Une contribution de Kaddour Naïmi – Prémisses pour clarifier la situation de l’auteur de ce texte.J’ai obtenu mes baccalauréats en arabe et en français, ensuite, à l’université d’Oran, dans les deux langues, un Certificat d’études littéraires générales. Au lycée, appelé alors «franco-musulman» de Tlemcen, j’eus également l’opportunité d’étudier le latin (malheureusement pas le grec, car il fallait choisir une seule de ces deux langues). Enfin, en autodidacte, j’ai appris l’anglais, l’italien et le chinois élémentaire.

Au lycée, j’ai également étudié les philosophies arabe et occidentale. C’est dire l’ouverture mentale qui me fut offerte et qui, jusqu’à aujourd’hui, guide mon existence.

Ma première pièce de théâtre, en 1964, Le cireur, fut présentée en arabe algérien, amélioré comme langue dramatique. Jamais l’arabe algérien ne constitua pour moi un problème, tout au contraire : un plaisir créatif et une satisfaction de communiquer avec le peuple dans sa langue.

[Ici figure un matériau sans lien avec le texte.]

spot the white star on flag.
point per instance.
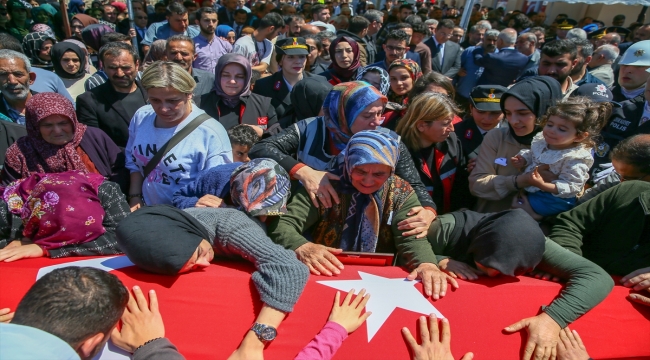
(387, 294)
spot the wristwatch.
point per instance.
(265, 333)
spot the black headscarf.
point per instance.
(160, 239)
(57, 54)
(308, 97)
(509, 241)
(538, 94)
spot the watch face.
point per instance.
(269, 333)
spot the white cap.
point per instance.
(637, 55)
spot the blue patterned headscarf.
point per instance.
(343, 105)
(361, 230)
(260, 187)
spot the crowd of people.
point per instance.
(286, 133)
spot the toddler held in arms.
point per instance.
(564, 146)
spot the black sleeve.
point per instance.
(116, 209)
(86, 112)
(406, 170)
(279, 147)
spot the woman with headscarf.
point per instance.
(494, 179)
(57, 142)
(468, 244)
(58, 215)
(227, 33)
(428, 133)
(375, 76)
(305, 149)
(79, 22)
(38, 46)
(345, 61)
(69, 63)
(373, 200)
(402, 76)
(308, 96)
(232, 103)
(170, 241)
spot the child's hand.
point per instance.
(518, 161)
(348, 314)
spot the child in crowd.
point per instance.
(565, 145)
(242, 139)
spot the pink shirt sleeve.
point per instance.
(325, 344)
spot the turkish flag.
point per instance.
(207, 312)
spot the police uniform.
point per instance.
(274, 86)
(484, 98)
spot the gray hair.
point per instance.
(576, 33)
(11, 54)
(162, 74)
(433, 22)
(609, 52)
(492, 33)
(373, 15)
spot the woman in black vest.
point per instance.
(232, 103)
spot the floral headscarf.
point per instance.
(260, 187)
(32, 153)
(361, 230)
(414, 71)
(58, 209)
(385, 83)
(343, 105)
(32, 46)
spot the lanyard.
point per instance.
(242, 108)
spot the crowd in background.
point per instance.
(287, 132)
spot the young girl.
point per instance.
(564, 145)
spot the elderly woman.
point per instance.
(428, 133)
(373, 202)
(345, 61)
(494, 180)
(170, 241)
(232, 103)
(72, 213)
(159, 170)
(69, 62)
(56, 142)
(510, 243)
(403, 73)
(37, 46)
(349, 108)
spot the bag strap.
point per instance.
(178, 137)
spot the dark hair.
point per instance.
(175, 9)
(399, 35)
(206, 10)
(243, 135)
(433, 77)
(115, 48)
(180, 37)
(634, 151)
(10, 43)
(586, 48)
(583, 113)
(446, 23)
(560, 47)
(357, 24)
(73, 303)
(114, 37)
(271, 19)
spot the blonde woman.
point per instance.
(428, 132)
(170, 88)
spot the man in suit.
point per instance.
(445, 54)
(503, 67)
(396, 47)
(111, 106)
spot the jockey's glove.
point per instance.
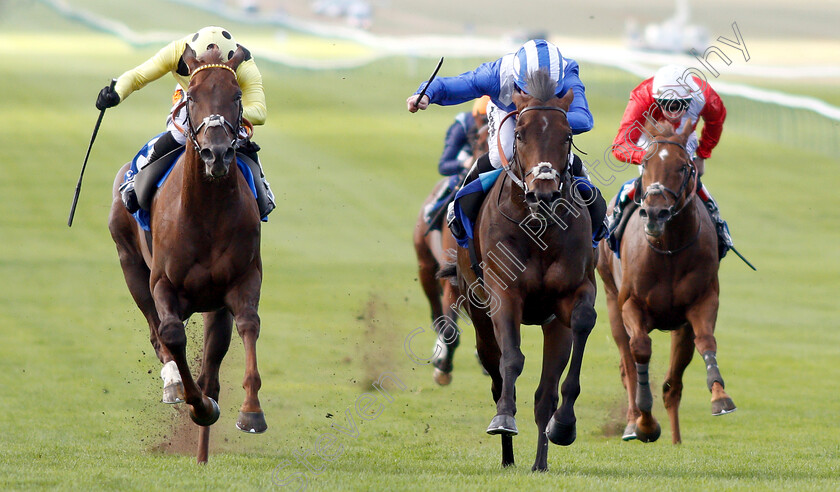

Mais ce langage, depuis l’indépendance nationale et jusqu’à aujourd’hui, fut et reste considéré généralement comme un problème [1]. Auquel s’est ajoutée tamazight, dont le sort est différent. Limitons-nous au langage que je maîtrise : l’arabe algérien.

Connaissance et respect contre ignorance et mépris

Voilà quelques années, j’ai décidé de comprendre, sans être linguiste mais dramaturge et citoyen, pourquoi l’arabe algérien est généralement, de la part des «élites» nationales, arabophones et francophones, l’objet non pas de connaissance et de respect, mais de mépris, donc ignoré. Pourtant, chez un intellectuel, l’ignorance devrait exiger l’effort de connaissance, et le mépris devrait s’éviter au bénéfice du respect.

L’impératif de respect et de connaissance me porta à savoir comment les langues arabe, française et anglaise, objets de promotion en Algérie, furent constituées en instruments linguistiques à part entière, autrement dit de culture et de science.

Grande fut ma surprise !

La langue arabe, comme toutes les langues européennes actuelles, dont le français et l’anglais, fut d’abord un dialecte populaire, de même nature que l’arabe parlé algérien. L’arabe classique se constitua à partir des dialectes pratiqués dans la Péninsule arabique et s’affirma dans le texte sacré du Coran.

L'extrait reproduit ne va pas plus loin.